What angered the people was the apparent compliment that Jesus paid to gentiles. The Jews were so sure that they were God’s people that they utterly despised all others. They believed that “God had created the gentiles to be fuel for the fires of hell.” And here was this young Jesus, whom they all knew, preaching as if the gentiles were specially favoured by God. It was beginning to dawn upon them that there were things in this new message the like of which they had never dreamed.

We must note two other things.

(i) It was Jesus’ habit to go to the synagogue on the Sabbath. There must have been many things with which he radically disagreed and which grated on him–yet he went. The worship of the synagogue might be far from perfect; yet Jesus never omitted to join himself to God’s worshipping people on God’s day.

(ii) We have only to read the passage of Isaiah that Jesus read to see the difference between Jesus and John the Baptist. John was the preacher of doom and at his message men must have shuddered with terror. It was a gospel–Good News–which Jesus brought. Jesus, too, knew the wrath of God but it was always the wrath of love.
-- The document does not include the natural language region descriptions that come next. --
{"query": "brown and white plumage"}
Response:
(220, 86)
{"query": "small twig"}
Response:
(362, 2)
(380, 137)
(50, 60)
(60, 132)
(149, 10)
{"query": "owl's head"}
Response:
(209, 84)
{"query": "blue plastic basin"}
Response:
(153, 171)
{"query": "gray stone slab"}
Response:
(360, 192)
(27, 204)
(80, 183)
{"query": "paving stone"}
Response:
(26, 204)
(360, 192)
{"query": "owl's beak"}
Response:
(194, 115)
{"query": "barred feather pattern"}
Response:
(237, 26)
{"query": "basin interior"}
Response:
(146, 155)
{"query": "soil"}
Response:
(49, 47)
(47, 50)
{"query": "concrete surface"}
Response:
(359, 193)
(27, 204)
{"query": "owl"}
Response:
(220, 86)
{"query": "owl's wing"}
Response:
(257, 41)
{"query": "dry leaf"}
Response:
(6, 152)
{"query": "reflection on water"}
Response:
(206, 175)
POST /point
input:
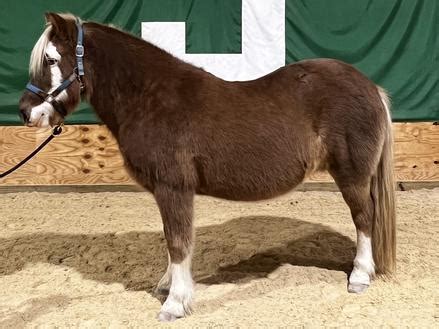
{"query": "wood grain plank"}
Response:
(89, 155)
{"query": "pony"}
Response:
(183, 131)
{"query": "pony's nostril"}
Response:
(25, 115)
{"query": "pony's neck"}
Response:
(122, 71)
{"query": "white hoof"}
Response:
(166, 317)
(174, 308)
(357, 288)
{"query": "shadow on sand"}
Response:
(236, 251)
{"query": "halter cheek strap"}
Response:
(78, 74)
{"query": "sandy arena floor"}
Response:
(91, 260)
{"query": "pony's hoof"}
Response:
(166, 317)
(357, 288)
(161, 291)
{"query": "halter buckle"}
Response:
(79, 51)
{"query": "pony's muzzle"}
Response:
(25, 115)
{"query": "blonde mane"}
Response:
(39, 50)
(37, 55)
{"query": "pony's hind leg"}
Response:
(360, 202)
(176, 211)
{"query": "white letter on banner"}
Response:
(263, 42)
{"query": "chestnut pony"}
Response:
(183, 131)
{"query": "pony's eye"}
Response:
(52, 61)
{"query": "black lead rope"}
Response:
(56, 131)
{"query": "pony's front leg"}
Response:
(176, 211)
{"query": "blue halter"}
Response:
(78, 74)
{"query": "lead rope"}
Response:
(56, 131)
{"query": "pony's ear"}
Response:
(58, 23)
(62, 26)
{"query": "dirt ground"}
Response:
(91, 261)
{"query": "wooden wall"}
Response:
(88, 155)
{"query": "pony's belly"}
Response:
(252, 187)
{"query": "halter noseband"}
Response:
(78, 74)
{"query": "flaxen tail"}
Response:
(383, 193)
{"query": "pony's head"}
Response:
(55, 84)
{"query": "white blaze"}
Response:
(41, 114)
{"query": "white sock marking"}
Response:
(364, 266)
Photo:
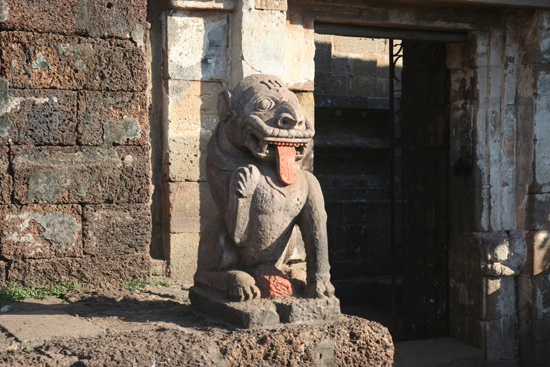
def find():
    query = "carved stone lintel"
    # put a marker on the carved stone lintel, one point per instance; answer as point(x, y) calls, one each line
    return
point(198, 4)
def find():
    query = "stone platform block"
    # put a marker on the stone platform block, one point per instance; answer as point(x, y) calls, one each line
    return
point(51, 61)
point(264, 312)
point(297, 310)
point(90, 175)
point(40, 231)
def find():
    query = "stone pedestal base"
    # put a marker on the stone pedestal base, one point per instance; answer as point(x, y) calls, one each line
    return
point(264, 312)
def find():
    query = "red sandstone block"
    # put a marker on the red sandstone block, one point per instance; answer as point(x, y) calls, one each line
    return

22 So all bore witness to Him, and marveled at the gracious words which proceeded out of His mouth. And they said, “Is this not Joseph’s son?”

22 All who were there spoke well of him and were amazed by the beautiful words that fell from his lips. “How can this be?” they asked. “Isn’t this Joseph’s son?”
Luke 4:22 (Living)

The people looked at Him and remembered Him as Joseph’s son, a carpenter. That seemed to spoil it all. How could He be the Messiah? Luke is making it very clear that He took upon Himself our frail humanity.

23 He said to them, “You will surely say this proverb to Me, ‘Physician, heal yourself! Whatever we have heard done in Capernaum, do also here in Your country.’ ”
24 Then He said, “Assuredly, I say to you, no prophet is accepted in his own country.
25 “But I tell you truly, many widows were in Israel in the days of Elijah, when the heaven was shut up three years and six months, and there was a great famine throughout all the land;
26 “but to none of them was Elijah sent except to Zarephath, in the region of Sidon, to a woman who was a widow.
27 “And many lepers were in Israel in the time of Elisha the prophet, and none of them was cleansed except Naaman the Syrian.”
The Lord is illustrating this in a marvelous way. He cited two Gentiles who lived outside of the land of Israel — the widow of Sarepta and Naaman of Syria — in whose lives God worked miraculously. He is trying to show them that they, His own people, were apt to miss a great blessing because they would not accept who He was. They would be like the many widows and the many lepers of Israel who were not healed during the time of Elijah.

28 So all those in the synagogue, when they heard these things, were filled with wrath,
29 and rose up and thrust Him out of the city; and they led Him to the brow of the hill on which their city was built, that they might throw Him down over the cliff.
30 Then passing through the midst of them, He went His way.
Luke 4:14-30 (NKJV)
The people of Jesus’ hometown rejected Him. The country around Nazareth is rough country, and they led Him to the brow of a hill, intending to push Him off to His death. His escape from this mob was a miracle.